Our Western Balkans Democracy Initiative (WBDI), which launched in 2018, seeks to support open, accountable and inclusive political practice throughout the region. Against a COVID-19 background, that vision seems more relevant and pressing than it did even when the programme was designed. WBDI works with a wide range of stakeholders, including political parties, legislatures and civil society, but also some of the most vulnerable and under-represented groups in communities: people with disabilities, women from underrepresented communities and young people.

These groups are at the coalface of political marginalisation and likely to feel the pinch of the currently crisis – politically, socially and economically – even more keenly. This leads to a series of key questions:  

Are governments and the political system broadly conscious of their responsibilities to the most vulnerable in their society?

How are they acting to ensure policy is inclusive in considering and responding to their long-term needs?

Who is scrutinising and challenging policy approaches, ensuring quality and accountability?

North Macedonia provides an interesting case to consider these challenges because it faces a crucial accountability challenge: it does not currently have a parliament.

After the European Council failed to agree on the start of EU membership discussions for the country in October 2019, then Prime Minister Zoran Zaev rolled the dice and brought the parliamentary elections forward from November to 12 April, seeking a fresh mandate. The date was carefully selected to fall after North Macedonia became a NATO member.

With a unanimous vote on 16 February, the Assembly was dissolved, paving the way to election and a technical unity government was formed, a recent custom to provide all parties with confidence in the election process. A month later, emergency powers were introduced as COVID-19 swept across Europe, and the election postponed by cross-party agreement. The state of emergency gives the government the ability to adopt and enforce decrees, all in the absence a parliament to provide accountability.

The caretaker government was intended simply to hold the reigns during the election process, but it has needed to steer the country’s course much more actively. For instance, a loan of around €176.53m was secured from the IMF to support the response, at the same time as the economy is forecast to contract by 4% in Real terms. This will have budgetary impacts for years to come; in normal circumstances legislators would have opportunity to examine such economic effect. Likewise, other rapid economic reprogramming to meet the needs of the crisis will have budgetary knock-ons in the medium term.

As governments across the world, not just in North Macedonia, have needed to act quickly with limited opportunities for scrutiny, the mid- and longer-term implications of policy choices will need some time to be fully realised. Plans for how the handle the fall-out of these impacts must be made more transparent.

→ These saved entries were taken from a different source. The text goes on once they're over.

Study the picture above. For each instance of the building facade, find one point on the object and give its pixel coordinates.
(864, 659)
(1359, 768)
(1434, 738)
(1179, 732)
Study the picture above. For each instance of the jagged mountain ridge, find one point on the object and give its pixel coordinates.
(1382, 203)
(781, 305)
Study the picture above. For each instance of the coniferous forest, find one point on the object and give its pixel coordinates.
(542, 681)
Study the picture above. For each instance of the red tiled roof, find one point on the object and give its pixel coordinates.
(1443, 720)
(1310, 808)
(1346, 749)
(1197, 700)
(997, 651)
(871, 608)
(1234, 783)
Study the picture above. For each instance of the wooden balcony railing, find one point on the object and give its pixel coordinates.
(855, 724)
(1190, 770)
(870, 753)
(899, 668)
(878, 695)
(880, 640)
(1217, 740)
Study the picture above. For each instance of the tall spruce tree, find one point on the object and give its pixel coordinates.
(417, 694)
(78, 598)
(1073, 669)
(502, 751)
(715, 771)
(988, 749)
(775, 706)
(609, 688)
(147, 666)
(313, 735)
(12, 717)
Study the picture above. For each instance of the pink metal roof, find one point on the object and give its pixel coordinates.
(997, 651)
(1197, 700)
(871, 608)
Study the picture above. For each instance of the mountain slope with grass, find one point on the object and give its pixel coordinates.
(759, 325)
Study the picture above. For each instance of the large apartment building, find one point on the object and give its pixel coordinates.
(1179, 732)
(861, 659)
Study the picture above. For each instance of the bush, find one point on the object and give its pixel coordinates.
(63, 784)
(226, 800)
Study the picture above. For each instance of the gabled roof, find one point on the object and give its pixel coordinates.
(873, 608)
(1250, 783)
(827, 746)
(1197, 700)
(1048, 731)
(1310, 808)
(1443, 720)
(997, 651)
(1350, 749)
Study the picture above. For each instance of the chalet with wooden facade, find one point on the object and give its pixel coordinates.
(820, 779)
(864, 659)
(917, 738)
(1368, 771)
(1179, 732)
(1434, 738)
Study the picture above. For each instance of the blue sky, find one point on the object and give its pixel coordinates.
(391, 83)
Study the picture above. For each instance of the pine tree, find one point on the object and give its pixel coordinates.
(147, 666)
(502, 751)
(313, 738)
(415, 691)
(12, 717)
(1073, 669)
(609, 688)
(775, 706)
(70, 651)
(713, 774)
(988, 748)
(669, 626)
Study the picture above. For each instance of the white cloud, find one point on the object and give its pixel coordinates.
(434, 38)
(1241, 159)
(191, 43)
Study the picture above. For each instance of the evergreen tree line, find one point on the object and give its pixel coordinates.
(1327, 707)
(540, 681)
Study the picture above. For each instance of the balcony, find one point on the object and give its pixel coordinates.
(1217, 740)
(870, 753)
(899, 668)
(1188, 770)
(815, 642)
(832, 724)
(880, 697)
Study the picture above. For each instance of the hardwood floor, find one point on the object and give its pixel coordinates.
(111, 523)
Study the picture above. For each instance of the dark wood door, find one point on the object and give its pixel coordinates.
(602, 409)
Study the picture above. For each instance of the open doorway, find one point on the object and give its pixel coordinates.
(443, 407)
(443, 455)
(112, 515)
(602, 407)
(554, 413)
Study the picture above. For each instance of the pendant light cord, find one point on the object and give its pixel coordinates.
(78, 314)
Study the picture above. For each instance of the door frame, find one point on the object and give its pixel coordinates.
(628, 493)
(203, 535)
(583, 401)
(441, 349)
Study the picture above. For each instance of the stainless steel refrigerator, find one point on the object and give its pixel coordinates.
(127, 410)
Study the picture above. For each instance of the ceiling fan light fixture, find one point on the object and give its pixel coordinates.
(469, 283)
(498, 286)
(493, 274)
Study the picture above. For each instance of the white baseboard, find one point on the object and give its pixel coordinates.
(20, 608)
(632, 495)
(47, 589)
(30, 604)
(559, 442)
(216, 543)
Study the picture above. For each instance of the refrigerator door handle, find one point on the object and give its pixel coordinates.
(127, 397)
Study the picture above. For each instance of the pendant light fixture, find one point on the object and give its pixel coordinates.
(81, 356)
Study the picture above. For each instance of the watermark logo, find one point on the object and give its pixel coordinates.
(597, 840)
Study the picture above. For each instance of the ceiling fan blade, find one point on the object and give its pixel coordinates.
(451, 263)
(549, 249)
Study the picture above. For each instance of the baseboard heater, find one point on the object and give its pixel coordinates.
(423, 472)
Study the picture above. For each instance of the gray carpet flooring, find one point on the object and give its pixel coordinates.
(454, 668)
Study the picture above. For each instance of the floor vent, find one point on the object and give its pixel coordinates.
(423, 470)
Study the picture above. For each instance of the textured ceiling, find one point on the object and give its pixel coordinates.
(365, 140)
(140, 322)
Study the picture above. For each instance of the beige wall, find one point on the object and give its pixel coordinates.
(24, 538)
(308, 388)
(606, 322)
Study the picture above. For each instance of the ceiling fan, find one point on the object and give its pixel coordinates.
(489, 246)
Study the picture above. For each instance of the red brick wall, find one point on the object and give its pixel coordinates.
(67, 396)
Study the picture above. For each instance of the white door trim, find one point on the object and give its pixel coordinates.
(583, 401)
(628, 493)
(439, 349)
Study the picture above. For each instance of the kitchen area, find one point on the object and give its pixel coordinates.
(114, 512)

In North Macedonia’s case, the election, once the campaign resumes, provides this opportunity.

During the election campaign, parties will need to consider their policy platforms, seriously asking if policy objectives can be realised in the economic climate they are presented with. In the absence of the Assembly, voters will need to rise to the accountability challenge, fulfilling an enhanced scrutiny role. They will need to caution their expectations for any significant spending promises and ensure offers are scrutinised effectively for financial validity and deliverability of policy priorities. For this to be achieved, citizens must demand transparency and openness from their candidates, ask them tough questions and scrutinise responses. Civil society will need to employ all their skills to scrutinise proposals with the lens of their own objectives, and the media will need to provide in-depth coverage to disseminate knowledge as widely as possible.

In short, recent limits on scrutiny and checks of governments operating in emergency situations at a time of public health crisis mean forthcoming elections cannot be “business as usual”, far more is needed for governance that can work for all. Only with such accountability can it be ensured that the most marginalised in society are considered and protected at the centre of government policy.